Au milieu d’un ſpectacle ſi nouveau & merveilleux, ce Roy, ſpectacle luy-meſme le plus grand, le plus magnifique que Dieu donne à l’Univers, s’eſleve au-deſſus de ſa propre grandeur ; il meſpriſe, il oublie ſes intereſt, il vous accorde à ces Peuples empreſſez, il vous proclame, il met ſur voſtre front plus de Couronnes que vous n’avez d’années, il vous inſtruit, il vous donne ſes leçons & ſes preceptes, il verſe dans voſtre ſein, ſi j’oſe ainſi parler, l’ame & l’eſprit qui ont rendu cette Monarchie ſi floriſſante & ſi heureuſe.

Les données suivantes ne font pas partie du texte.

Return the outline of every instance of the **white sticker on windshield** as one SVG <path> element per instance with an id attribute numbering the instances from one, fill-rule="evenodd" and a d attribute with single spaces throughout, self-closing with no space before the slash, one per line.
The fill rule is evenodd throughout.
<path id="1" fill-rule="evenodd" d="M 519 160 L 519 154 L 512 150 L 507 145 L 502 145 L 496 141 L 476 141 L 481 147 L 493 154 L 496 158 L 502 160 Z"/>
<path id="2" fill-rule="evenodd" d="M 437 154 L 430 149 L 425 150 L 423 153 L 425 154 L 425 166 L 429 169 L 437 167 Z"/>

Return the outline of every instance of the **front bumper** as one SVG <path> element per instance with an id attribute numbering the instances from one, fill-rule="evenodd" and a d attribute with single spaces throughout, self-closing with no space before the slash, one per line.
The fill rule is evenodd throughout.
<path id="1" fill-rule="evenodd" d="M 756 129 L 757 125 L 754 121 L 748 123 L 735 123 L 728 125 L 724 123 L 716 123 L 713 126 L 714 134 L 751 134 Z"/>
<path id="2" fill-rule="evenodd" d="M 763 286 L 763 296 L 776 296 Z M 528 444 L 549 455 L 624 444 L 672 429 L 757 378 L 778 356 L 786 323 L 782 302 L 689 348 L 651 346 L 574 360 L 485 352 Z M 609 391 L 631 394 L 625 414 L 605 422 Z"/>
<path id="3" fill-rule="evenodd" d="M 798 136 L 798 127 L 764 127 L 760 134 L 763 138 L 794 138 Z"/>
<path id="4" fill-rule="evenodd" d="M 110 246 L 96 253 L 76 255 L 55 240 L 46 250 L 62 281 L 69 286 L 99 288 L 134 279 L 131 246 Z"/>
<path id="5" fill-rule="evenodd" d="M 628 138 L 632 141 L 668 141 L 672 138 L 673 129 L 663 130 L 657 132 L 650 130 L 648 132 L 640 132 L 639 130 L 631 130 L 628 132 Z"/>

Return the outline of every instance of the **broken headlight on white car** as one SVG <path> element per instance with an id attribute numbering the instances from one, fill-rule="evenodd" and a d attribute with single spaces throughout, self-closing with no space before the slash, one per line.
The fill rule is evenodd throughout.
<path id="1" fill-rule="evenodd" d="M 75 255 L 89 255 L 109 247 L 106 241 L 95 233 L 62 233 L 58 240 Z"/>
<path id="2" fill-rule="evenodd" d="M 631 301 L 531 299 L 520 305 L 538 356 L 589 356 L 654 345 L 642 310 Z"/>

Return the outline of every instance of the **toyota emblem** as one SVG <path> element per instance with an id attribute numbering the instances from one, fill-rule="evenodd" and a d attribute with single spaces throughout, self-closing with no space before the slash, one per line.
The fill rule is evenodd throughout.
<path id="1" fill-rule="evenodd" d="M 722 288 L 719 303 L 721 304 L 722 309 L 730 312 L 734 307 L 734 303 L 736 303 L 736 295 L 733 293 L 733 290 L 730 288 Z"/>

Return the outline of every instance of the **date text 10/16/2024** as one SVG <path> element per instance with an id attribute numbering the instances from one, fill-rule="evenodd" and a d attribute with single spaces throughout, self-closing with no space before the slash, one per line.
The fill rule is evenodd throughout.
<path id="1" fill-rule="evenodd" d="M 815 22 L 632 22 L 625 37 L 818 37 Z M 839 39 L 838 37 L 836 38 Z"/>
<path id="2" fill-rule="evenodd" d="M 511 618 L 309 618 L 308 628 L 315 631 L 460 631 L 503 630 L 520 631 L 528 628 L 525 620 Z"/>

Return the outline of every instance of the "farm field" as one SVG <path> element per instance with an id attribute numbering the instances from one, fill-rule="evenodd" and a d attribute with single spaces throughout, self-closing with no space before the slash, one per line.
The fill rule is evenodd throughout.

Que d’oracles de ſageſſe ! oracles vrayement dignes d’eſtre eſcoutez & ſuivis de tous les Roys.

Le reſpect & l’admiration, tandis qu’il parle, ſuſpendent tous les eſprits, tous les cœurs ſont penetrez, tous les yeux fondent en larmes.

Que nos Diſcours, que nos applaudiſſements, quelqu’animez qu’ils ſoient de tout le zele de nos cœurs, paroiſtroient froids & languiſſants dans des conjonctures ſi hautes & ſi touchantes !

Recevez donc, SIRE, pour tout teſmoignage de nos profonds reſpects, nos vœux ſeuls, nos vœux ardents & ſinceres.

Regnez, SIRE, regnez dans les quatre parties de la Terre : puiſſiez-vous y faire regner avec vous toutes les vertus qui ſont la felicité des Rois & des Peuples.

Puiſſiez-vous y faire regner auſſi les Muſes & les Lettres à qui les Rois & les Vertus meſmes doivent leur immortalité parmy les hommes.

Puiſſiez-vous rendre pour l’Eſpagne le Siecle que vous y allez commencer, auſſi digne de memoire que le Heros à qui nous obéiſſons, a rendu celuy-cy glorieux & fortuné pour la France.

Puiſſent ces deux Peuples celebres, craints & admirez de tous les autres Peuples, ne combattre plus, ne diſputer plus entre eux que d’amour & d’affection, que de zele & de fidelité pour leurs Maiſtres.

Ce ſont SIRE, les vœux que fera eternellement cette Compagnie, plus digne peut-eſtre de voſtre ſouvenir qu’aucune autre Compagnie, par l’honneur qu’Elle a d’avoir voſtre invincible Ayeul pour Protecteur.